There was a remarkable 72 percent year-over-year (YoY) increase in the DG installations, which accounted for 12.24 GW, approximately half of the total installations in 1H of 2018.
However, during the same period, utility-scale capacity declined by 30 percent YoY with a total of 12.06 GW installed in the first half of 2018.
The installation levels were similar to the 24.4 GW installed in the same period last year. The Asia Europe Clean Energy (Solar) Advisory (AECEA) forecast lowered China’s solar capacity addition for 2018 from 40-45 GW to 30-35 GW. Other analysts like Roth and Daiwa Capital have also reduced the 2018 forecast to 30-35 GW. If these predictions hold up, China is expected to install only 5-10 GW in the second half of 2018.
In 2017, China was the largest solar market in the world with 53 GW of solar installed. The 24.3 GW of solar installed in the 1H of 2018 is roughly equal to total solar installations in India to date.
In June, China’s National Development and Reform Commission (NDRC) imposed a cap of 10 GW on the DG projects for the year 2018. Approximately, 7.68 GW of distributed solar capacity was installed in the first quarter of 2018. The 1H numbers for 2018 show that the figure has already been breached.

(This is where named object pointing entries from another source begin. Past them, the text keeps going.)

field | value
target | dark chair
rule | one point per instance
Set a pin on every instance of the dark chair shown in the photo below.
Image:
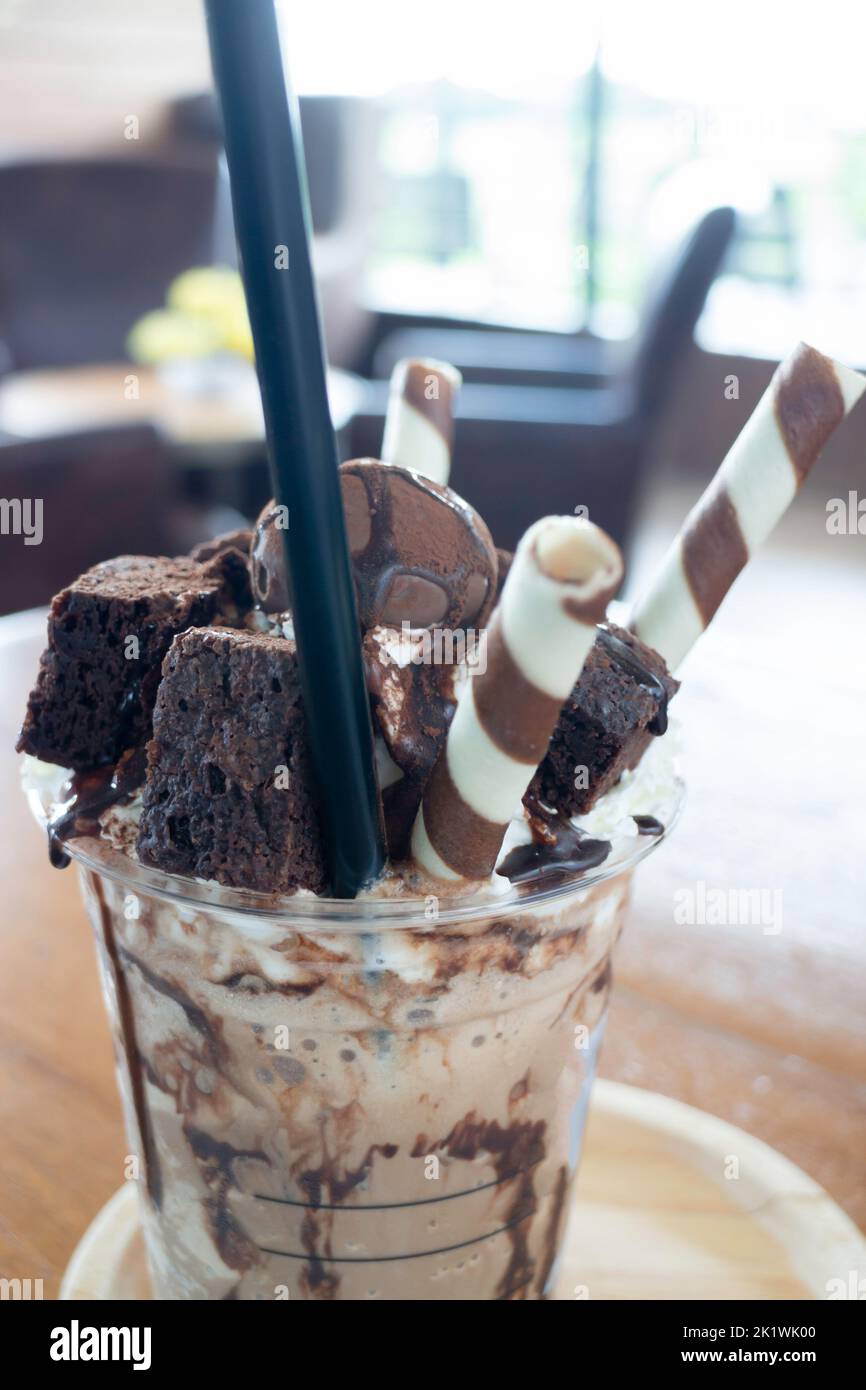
(104, 492)
(86, 246)
(546, 421)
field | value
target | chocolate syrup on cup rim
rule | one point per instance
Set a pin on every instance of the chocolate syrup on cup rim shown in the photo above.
(352, 915)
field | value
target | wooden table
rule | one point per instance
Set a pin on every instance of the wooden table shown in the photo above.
(762, 1029)
(218, 413)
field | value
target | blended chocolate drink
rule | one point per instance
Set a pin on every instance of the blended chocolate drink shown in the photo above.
(381, 1097)
(353, 1105)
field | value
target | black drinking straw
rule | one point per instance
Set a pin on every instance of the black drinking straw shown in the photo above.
(273, 227)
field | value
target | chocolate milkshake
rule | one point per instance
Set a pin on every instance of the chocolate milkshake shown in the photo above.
(381, 1097)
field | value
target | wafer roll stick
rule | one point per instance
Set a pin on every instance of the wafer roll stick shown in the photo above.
(420, 419)
(563, 574)
(806, 399)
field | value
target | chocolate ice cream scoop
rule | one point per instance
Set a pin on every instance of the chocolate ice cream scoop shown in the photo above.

Only DG projects that achieved grid connection by May 31, 2018 were eligible for feed-in tariffs (FiTs). This was necessitated by the massive 360 percent increase in DG installation year-over-year.
The government has also asked states to eliminate the utility-scale target for the year, and all regional provinces have been instructed to impose ban on all entities seeking FiTs under the 2018 mechanisms.
These changes, made effective as of May 2018, are expected to halt the growth in solar PV installations in the second half of 2018 leading to oversupply of solar components manufactured in China.
Since the Chinese government announced plans to control the country’s PV installations from June this year, PV module prices have crashed due to lack of demand. According to the China Photovoltaic Industry Association (CPIA), many small to medium sized manufacturers have suffered operating losses and first-tier manufacturers are exporting as much as 70 percent of their output.
Tepid demand at home, record production, increased competition, and a fall in prices make India a natural export destination for Chinese solar manufacturers. According to Mercom India Research’s India Solar Market Leaderboard 2018, top there solar module suppliers to India were Chinese manufacturers in 2017.
However, the Indian government imposed a 25 percent safeguard duty on imported solar panels from China and Malaysia, effective July 30, 2018. This move is expected to slowdown Chinese exports to India in the short-term.
“Solar installations in the second half in China will be closely watched around the world to see if the Chinese government relaxes the DG cap. The policy decisions made by the Chinese government will affect every solar company in the world,” said Raj Prabhu, CEO of Mercom Capital Group.